Research

Graph Convolutional Neural Network Learning (2017 – 2019)

  • Proposed a novel graph convolutional neural network architecture based on depth-based representation of graph structure deriving from quantum walks.
  • Proposed a novel graph convolutional auto-encoder architecture that integrates the global topological structure and local connectivity information within a graph.

Motif-based Graph Representation Learning (2019 – 2021)

  • Proposed a theoretical basis for motif-based graph representation learning, which derived novel measurement quantities by mapping the graph motifs into clusters in the thermodynamic system.
  • Extended motif-based representations into directed graph field, and validated in anomaly detection for the stock market.

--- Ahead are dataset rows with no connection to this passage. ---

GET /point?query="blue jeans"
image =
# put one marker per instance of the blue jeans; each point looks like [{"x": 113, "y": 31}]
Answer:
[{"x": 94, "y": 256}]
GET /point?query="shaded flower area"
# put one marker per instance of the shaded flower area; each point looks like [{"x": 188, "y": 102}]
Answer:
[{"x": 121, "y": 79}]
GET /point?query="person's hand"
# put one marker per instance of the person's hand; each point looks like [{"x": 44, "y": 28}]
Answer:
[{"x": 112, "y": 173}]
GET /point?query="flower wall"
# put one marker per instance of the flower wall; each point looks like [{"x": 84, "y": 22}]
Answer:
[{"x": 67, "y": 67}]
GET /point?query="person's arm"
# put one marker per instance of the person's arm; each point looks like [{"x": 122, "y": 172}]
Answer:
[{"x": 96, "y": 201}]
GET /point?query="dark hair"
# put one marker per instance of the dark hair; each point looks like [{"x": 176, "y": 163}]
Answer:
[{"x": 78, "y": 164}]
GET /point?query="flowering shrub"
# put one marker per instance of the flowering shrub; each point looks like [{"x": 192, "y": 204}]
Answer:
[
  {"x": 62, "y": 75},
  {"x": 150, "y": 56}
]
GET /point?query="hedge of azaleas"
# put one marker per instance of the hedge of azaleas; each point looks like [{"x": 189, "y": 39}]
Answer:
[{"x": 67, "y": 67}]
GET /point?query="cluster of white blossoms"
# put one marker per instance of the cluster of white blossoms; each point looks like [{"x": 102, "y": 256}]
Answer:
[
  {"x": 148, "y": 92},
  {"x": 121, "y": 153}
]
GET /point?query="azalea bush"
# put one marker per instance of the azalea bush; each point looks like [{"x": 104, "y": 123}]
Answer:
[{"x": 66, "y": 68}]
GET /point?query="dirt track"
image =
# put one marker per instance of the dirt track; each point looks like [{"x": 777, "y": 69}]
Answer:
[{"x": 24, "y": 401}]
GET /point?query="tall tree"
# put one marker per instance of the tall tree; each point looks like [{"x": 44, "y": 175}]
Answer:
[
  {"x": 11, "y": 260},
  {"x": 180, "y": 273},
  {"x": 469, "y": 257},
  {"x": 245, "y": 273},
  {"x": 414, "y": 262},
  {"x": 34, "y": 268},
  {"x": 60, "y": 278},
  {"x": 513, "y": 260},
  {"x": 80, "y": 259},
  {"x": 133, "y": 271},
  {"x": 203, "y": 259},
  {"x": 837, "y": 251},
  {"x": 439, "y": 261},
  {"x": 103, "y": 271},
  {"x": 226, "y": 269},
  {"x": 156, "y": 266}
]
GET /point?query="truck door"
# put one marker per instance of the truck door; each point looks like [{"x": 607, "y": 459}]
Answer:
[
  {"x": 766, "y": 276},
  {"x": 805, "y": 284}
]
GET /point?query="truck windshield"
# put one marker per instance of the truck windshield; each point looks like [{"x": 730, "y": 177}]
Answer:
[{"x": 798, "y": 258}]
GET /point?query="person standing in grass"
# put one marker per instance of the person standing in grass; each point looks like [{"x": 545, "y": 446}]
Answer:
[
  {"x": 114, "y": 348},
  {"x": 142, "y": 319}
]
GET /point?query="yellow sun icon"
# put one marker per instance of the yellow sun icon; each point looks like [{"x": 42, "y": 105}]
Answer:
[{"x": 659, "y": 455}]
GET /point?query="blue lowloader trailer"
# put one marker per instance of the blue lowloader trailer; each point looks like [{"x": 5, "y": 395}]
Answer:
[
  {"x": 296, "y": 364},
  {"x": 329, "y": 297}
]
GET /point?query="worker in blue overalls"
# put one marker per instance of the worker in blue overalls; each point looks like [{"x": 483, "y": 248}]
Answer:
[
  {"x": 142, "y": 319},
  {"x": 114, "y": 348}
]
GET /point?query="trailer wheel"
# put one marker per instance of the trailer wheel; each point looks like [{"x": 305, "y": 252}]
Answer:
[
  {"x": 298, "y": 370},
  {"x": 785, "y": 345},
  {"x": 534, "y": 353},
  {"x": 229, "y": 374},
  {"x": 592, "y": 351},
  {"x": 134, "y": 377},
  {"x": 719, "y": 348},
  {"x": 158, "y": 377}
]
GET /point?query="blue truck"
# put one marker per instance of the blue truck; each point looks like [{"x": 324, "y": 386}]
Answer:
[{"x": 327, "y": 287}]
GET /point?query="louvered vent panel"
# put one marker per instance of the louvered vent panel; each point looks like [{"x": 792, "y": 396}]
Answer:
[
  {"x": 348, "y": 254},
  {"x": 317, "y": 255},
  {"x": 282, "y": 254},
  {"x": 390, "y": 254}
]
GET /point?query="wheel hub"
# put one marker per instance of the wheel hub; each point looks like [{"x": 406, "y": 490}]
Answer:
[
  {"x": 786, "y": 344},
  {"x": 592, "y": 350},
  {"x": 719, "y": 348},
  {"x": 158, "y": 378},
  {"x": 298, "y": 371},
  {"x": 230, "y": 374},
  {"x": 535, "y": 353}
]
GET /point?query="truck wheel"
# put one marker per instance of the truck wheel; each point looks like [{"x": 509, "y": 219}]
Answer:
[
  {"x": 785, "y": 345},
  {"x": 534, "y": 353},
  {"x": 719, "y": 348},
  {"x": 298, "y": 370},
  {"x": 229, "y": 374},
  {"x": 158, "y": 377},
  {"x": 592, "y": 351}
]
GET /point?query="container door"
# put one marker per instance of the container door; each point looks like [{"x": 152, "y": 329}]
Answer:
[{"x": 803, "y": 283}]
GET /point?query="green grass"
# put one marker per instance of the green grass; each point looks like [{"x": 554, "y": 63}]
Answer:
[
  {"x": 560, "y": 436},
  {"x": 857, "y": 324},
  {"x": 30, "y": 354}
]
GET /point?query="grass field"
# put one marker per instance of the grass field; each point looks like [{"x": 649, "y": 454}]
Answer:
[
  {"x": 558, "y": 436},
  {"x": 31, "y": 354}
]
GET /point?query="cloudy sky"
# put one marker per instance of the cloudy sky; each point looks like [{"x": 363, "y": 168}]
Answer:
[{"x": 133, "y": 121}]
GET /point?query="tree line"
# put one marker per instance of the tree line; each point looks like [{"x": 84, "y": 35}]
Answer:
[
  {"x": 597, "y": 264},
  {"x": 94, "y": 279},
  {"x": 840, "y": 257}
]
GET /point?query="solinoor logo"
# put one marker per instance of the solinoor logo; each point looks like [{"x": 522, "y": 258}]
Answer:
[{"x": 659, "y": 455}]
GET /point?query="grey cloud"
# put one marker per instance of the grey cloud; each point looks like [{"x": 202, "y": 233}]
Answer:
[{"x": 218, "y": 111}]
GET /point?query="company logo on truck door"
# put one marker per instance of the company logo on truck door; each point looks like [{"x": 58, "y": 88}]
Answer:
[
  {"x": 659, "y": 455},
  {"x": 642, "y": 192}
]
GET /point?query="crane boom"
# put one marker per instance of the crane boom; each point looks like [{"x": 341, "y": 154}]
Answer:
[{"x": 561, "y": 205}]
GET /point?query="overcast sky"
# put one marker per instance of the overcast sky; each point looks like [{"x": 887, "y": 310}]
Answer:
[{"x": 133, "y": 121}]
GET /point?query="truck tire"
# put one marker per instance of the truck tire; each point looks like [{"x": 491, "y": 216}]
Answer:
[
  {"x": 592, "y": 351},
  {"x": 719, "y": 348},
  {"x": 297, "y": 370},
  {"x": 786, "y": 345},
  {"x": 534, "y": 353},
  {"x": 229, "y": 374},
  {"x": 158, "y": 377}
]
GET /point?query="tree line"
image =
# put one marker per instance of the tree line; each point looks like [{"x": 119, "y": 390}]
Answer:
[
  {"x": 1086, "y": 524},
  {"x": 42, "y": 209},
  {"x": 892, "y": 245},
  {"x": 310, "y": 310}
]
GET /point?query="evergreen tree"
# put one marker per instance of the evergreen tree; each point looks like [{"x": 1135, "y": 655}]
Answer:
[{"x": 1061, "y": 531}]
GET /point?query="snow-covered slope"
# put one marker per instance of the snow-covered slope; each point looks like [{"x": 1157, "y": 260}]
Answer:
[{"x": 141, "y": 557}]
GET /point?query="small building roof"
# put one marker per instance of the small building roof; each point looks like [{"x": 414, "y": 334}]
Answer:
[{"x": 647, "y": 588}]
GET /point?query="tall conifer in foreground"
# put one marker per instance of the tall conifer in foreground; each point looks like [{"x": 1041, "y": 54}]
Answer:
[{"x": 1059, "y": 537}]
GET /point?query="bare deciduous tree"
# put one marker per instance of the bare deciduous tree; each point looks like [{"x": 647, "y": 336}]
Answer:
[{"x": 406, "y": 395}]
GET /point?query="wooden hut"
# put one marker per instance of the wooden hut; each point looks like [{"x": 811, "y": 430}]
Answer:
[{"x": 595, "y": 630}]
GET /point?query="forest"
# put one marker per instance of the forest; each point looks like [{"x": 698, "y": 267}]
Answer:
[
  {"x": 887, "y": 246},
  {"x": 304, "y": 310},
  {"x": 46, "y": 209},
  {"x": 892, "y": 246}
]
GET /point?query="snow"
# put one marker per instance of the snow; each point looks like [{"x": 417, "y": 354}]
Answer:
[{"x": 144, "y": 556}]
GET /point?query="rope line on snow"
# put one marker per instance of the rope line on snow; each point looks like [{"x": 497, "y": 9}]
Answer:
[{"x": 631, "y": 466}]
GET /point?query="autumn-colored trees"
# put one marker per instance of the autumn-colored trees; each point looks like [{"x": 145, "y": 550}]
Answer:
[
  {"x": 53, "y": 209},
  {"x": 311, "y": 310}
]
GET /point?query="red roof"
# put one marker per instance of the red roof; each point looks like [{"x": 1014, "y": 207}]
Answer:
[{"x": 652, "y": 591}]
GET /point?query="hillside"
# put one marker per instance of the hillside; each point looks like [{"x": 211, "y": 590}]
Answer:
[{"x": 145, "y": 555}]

Graph Representation Learning in Computer Vision (2021 – 2023)

  • For 2D images: Proposed a position-aware embedding network based on subgraphs for graph matching, which combined relative position information at the node level and high-order structural arrangement information at the subgraph level.

Graph Learning in Brain Network Analysis (2021 – 2024)

  • Dynamic Representation Learning
    • Proposed a dynamic graph modeling method for brain functional and effective connectivity.
    • Proposed a spatio-temporal graph neural network with brain functional and effective connectivity fusion for MCI diagnosis.
  • Directed Representation Learning
    • Proposed a learnable subdivision method to encode brain networks into multiple latent feature subspaces, which extracted representations of brain networks in discrete subspaces.
    • Proposed a heterogeneous brain network modeling and representation method for brain cognitive disorder diagnosis.
  • Graph Structure Learning
    • Proposed a graph structure learner that adaptively characterizes general brain connectivity networks for various brain disorders.
    • Proposed a fundamental brain network analysis framework based on graph contrastive learning for multi-dataset brain disorder diagnosis.